Anyone advocating alternatives to free-market capitalism will soon find themselves challenged to back their beliefs by moving to a socialist country. When I was younger it was East Germany, I think it’s now North Korea. “If socialism is so great, why don’t you go and live in East Germany” articulates two things, firstly the failure of actually existing 20th century ‘socialism’, and the perceived hypocrisy of those advocating alternatives to the free market as a way of organising society.
But interestingly those who argue for the free market as a the way of organising society are strikingly reluctant to run their own businesses in these ways. When they do try to run companies on the principles of the free market, they fail.
This is exacerbated by the erasure of ways of talking about the world that aren’t about the free market. When we discuss how the world could work in different ways we have no vocabulary at either conceptual or linguistic level to describe alternatives to the free market.
But the fascinating thing about the free market is that it isn’t really the guiding principle of any of the big organisations whose leaders are its greatest cheerleaders. Almost every big corporation operates through information-rich planning processes.
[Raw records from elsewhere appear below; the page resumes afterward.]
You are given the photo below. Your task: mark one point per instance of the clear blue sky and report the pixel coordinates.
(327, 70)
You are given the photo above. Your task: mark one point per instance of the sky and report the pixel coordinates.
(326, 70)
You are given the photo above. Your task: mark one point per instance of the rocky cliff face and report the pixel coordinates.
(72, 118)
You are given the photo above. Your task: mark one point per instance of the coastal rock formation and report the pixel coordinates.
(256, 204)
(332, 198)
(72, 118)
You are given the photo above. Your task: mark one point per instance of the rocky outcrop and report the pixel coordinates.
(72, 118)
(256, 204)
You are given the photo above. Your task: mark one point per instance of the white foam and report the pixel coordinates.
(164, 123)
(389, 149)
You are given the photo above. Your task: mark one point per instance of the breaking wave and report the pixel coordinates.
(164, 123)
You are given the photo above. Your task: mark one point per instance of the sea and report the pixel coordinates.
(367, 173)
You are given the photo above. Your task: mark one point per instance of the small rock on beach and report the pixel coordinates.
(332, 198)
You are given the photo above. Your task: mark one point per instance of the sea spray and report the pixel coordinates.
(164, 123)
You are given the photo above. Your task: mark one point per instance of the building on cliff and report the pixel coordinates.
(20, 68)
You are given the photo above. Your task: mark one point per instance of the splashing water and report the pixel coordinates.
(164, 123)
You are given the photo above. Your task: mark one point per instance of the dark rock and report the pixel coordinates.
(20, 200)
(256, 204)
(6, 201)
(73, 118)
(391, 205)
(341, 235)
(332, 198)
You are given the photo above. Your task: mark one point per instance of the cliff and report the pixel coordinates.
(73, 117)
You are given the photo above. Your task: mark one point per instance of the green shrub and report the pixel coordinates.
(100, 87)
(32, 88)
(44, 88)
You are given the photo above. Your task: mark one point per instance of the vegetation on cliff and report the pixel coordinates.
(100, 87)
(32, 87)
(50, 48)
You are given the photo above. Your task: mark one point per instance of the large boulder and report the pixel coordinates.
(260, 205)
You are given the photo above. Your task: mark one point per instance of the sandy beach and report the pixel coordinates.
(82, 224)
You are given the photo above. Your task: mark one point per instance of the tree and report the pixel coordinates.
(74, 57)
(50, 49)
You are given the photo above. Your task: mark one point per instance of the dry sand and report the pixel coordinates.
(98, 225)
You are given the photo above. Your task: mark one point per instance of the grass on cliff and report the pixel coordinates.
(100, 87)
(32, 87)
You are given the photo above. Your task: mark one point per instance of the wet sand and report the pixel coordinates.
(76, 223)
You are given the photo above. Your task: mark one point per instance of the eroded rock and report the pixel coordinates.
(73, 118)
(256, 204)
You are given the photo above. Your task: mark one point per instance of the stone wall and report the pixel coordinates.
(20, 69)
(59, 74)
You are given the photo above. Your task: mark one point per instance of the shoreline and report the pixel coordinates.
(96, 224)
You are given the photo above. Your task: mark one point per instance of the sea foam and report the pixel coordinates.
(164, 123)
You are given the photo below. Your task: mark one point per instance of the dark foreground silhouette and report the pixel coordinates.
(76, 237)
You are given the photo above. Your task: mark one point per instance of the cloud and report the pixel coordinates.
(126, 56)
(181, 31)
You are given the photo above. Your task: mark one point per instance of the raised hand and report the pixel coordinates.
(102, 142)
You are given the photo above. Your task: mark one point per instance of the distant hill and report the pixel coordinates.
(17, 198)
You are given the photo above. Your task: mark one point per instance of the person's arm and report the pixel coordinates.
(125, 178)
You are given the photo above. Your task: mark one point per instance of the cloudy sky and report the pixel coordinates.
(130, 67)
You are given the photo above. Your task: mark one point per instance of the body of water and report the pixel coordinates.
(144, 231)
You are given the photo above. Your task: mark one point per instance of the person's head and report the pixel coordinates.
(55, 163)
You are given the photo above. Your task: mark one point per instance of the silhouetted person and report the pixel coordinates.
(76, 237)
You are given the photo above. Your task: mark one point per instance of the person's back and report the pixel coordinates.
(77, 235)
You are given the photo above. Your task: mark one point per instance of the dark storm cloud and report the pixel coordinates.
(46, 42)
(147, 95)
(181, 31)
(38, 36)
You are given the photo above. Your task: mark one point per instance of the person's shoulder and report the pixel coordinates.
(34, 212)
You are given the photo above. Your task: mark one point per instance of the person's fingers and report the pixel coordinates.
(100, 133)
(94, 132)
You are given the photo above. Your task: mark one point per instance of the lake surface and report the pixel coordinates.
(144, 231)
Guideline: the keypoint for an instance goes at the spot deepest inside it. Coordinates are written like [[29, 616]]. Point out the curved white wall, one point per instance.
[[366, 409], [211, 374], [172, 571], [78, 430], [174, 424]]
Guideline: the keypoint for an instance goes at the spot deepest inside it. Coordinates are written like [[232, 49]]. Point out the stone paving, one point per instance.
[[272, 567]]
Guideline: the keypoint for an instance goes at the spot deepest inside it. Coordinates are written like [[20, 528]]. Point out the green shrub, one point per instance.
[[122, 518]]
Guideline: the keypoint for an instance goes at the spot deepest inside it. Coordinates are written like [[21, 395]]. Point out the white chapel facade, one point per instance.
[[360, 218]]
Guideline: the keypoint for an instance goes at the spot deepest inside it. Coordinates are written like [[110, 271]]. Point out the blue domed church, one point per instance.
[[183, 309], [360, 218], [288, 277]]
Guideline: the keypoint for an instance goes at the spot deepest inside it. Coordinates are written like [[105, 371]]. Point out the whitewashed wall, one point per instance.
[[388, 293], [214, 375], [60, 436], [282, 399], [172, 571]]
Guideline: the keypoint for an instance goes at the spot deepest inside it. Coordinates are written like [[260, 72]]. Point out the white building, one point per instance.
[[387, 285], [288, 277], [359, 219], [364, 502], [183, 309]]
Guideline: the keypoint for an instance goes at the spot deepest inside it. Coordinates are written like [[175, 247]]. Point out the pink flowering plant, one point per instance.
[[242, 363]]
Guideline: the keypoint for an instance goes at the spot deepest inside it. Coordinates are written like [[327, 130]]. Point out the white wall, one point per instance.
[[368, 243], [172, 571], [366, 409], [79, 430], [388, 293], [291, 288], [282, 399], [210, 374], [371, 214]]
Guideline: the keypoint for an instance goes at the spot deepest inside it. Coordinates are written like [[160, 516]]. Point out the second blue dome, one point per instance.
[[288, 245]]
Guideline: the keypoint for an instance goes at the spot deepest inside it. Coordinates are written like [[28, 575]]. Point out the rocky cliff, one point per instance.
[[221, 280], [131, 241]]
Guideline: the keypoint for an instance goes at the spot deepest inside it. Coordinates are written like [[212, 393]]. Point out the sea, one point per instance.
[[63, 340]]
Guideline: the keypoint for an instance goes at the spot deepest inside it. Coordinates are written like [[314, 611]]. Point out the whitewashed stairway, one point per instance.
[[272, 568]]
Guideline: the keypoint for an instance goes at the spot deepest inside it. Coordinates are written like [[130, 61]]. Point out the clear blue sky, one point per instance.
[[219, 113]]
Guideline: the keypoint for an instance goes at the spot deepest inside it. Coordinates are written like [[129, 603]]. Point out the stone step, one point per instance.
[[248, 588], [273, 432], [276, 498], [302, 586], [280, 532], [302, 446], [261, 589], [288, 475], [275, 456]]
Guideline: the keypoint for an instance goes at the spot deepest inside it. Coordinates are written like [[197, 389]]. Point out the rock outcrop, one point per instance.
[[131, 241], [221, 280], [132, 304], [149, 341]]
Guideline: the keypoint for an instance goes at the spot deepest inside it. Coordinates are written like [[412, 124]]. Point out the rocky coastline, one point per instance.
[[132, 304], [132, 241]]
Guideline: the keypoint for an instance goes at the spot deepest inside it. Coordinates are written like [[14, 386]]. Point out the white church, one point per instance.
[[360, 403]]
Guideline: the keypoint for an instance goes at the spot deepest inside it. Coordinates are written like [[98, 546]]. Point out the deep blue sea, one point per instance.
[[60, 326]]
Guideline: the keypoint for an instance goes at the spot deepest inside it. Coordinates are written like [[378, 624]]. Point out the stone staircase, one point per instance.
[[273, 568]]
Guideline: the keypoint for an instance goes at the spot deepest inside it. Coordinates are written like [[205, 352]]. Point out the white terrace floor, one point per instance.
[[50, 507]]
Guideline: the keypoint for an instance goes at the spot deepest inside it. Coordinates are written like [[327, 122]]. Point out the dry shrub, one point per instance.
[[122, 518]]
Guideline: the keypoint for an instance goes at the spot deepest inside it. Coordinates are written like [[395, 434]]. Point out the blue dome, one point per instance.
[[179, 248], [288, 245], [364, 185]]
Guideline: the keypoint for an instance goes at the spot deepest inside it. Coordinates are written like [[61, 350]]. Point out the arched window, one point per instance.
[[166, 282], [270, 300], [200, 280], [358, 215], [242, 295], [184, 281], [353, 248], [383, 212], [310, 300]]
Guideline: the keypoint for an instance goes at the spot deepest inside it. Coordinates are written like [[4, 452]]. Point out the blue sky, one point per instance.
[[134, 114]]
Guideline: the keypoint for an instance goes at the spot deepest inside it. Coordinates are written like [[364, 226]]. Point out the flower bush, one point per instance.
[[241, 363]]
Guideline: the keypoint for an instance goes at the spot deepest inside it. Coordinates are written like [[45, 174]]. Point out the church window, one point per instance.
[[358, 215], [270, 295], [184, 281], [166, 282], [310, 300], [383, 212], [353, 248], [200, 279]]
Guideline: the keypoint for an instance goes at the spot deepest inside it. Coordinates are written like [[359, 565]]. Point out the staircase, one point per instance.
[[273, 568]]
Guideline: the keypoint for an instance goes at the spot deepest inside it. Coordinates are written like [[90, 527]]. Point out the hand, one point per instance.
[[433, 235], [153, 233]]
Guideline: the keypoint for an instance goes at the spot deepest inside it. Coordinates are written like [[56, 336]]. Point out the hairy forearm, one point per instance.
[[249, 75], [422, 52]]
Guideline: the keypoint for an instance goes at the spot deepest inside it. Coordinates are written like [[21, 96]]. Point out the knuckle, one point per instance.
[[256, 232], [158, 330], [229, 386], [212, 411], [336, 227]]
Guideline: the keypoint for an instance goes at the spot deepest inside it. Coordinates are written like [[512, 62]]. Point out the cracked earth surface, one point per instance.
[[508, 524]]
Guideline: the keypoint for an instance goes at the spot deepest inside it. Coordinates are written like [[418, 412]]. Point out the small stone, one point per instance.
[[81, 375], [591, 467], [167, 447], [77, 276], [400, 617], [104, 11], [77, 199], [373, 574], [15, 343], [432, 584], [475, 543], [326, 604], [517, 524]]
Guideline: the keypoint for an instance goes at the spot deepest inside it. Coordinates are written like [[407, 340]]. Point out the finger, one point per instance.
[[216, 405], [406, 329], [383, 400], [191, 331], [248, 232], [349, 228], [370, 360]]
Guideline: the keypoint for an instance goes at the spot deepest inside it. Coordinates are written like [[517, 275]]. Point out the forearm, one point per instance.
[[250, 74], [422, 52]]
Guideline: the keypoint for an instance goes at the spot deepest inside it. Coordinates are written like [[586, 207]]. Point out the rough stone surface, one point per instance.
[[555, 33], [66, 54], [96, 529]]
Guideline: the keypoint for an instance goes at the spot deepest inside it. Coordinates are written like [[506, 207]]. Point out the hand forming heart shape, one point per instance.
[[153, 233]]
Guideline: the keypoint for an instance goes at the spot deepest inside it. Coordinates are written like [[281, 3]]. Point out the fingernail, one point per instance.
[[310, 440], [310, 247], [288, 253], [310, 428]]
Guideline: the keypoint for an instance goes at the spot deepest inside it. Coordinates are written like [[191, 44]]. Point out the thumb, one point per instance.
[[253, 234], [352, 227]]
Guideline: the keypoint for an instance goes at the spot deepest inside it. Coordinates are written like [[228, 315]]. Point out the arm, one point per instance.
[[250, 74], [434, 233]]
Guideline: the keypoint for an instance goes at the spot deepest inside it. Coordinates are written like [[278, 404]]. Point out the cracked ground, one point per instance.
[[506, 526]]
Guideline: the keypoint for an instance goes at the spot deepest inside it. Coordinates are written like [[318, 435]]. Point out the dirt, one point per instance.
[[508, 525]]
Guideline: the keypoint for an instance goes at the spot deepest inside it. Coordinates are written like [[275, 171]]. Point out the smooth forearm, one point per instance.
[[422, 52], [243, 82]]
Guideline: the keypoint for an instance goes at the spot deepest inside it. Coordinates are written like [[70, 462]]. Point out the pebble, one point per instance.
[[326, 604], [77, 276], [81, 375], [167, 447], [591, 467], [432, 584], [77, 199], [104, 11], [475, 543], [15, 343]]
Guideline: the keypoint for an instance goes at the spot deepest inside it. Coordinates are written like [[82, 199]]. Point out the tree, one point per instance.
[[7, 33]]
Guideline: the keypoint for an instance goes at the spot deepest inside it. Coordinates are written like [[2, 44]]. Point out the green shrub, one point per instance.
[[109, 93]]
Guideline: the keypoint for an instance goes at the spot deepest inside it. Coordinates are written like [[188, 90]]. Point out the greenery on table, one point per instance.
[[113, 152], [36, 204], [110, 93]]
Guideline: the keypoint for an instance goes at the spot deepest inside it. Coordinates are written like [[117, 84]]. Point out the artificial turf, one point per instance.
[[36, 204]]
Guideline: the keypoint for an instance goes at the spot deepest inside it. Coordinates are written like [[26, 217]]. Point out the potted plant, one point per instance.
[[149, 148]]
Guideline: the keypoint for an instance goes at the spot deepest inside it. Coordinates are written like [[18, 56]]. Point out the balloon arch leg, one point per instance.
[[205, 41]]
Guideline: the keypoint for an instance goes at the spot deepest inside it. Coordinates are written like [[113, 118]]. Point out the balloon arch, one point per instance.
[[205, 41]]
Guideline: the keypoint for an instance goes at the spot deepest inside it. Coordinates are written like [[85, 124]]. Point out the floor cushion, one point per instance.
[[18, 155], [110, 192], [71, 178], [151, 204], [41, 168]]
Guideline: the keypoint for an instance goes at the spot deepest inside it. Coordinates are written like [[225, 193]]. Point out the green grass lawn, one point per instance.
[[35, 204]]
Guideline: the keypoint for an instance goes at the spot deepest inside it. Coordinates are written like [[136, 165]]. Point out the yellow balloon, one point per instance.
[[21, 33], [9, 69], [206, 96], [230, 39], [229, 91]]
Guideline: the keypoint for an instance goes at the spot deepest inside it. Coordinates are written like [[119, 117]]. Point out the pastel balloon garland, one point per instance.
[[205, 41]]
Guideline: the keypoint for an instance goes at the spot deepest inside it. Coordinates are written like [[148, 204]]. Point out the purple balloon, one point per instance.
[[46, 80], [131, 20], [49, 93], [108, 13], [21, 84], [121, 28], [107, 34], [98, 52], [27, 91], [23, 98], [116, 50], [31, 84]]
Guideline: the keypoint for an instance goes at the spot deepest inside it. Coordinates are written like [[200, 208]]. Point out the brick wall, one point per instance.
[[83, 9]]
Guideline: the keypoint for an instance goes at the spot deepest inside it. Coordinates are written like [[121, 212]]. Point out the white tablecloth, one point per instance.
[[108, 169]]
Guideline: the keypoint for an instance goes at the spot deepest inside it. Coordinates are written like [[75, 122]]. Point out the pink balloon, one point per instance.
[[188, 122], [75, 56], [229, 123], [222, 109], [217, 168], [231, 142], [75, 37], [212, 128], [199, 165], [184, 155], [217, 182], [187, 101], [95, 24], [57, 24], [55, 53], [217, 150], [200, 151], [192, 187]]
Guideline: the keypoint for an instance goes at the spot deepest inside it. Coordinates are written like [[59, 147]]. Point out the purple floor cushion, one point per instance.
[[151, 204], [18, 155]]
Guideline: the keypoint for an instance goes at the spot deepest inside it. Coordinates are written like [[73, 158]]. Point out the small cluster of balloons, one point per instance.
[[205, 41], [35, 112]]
Most don’t operate internal free markets, because they’re wasteful, inhibit innovation and promote damaging competition. In almost every circumstance they’ve been tried they result in gaming the system, rather than improved results.
It used to be the case that our economy was incredibly information-poor. When Chile tried economic planning in the 1970s they used telex in a fascinating experiment called Cybersyn. It didn’t really work.
But information technology is totally unrecognisable today, and could easily be deployed in developing economic plans in a way that was unimaginable in the 1970s. In fact, it’s this form of ‘information capitalism’ that made Google a trillion dollar company.
Sears, the US supermarket company, is probably the most notable corporate attempt at internal free markets. Sears filed for bankruptcy last year.
Yet we continue to use the free market as the sole guiding principle for our society. Time to think again.